Stop taking the piss out of PM: expert

MEDICAL MATTERS:

Accusations that Prime Minister Scott Morrison might have pissed his pants while drinking at a rugby league match in Fiji have been dismissed out of hand by The Bug’s resident medico.

“Absolute rubbish,” says our very own Dr Dick, calling on his superb general medical knowledge attained on his way to becoming the world’s leading sex therapist for the past 30 years.

“Mr Morrison is still quite a young man and as such would have no trouble controlling his urine flow, especially at a public event such as this one and in the company of other world leaders, for goodness sake.

“No, I think the real answer is quite obvious.

“I think our PM was simply taking the opportunity away from the pressures of politics to lean back, spread his legs and think fondly – perhaps even erotically – about the wonderful and intimate times he spent recently with US president Donald Trump.

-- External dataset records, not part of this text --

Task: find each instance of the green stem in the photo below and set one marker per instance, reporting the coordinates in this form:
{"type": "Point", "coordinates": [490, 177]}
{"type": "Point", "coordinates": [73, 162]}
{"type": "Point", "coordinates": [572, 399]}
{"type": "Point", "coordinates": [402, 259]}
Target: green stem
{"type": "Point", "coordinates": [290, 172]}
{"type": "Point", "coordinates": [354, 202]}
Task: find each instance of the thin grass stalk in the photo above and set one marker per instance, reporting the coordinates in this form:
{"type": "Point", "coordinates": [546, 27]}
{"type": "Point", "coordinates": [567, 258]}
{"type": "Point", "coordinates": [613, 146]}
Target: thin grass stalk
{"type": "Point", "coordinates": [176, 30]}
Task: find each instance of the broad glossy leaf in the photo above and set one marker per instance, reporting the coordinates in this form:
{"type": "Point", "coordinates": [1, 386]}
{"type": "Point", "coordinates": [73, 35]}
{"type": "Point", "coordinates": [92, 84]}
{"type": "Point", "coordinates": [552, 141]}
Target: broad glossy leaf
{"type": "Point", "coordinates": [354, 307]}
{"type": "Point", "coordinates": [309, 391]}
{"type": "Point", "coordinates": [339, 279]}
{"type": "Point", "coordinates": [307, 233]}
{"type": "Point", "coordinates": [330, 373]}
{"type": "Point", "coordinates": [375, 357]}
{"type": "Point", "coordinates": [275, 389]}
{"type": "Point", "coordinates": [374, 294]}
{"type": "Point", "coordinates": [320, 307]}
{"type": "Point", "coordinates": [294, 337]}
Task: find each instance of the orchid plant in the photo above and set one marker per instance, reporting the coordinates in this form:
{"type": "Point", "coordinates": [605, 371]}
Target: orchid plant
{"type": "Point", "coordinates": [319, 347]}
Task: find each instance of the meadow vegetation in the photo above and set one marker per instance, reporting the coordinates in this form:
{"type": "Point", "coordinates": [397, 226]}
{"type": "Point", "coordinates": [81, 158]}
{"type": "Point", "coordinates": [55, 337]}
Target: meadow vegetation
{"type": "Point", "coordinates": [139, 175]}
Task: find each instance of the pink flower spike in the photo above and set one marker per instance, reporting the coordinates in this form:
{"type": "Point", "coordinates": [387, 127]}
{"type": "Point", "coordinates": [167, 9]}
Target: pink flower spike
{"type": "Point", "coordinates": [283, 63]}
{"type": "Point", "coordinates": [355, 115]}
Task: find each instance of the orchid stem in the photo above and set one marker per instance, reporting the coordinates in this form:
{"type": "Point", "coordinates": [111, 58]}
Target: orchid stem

“The stain we can see on the crotch of his trousers is simply discharge from what are called the Cowper’s glands that sit beside the urethra.

“During sexual arousal, these glands secrete a clear, mucus-like substance called pre-ejaculatory fluid, or pre-cum.

“The purpose of this fluid is not known, and the amount varies from man to man.

“So all we see here is a man with enormous belief in himself living out his fantasies to the full, albeit in public view.

“For that reason, we all need to give the poor bugger a break, don’t you reckon?”

UPDATE: Dr Dick phoned in later to say it was remiss of him not to mention one other possible reason for the growing pre-cum stain evident on the prime ministerial crotch at that Fiji rugby league game.

“Mr Morrison might just as easily have been dreaming of the coming Rapture – and I believe that makes him very excited and quite gooey at times.”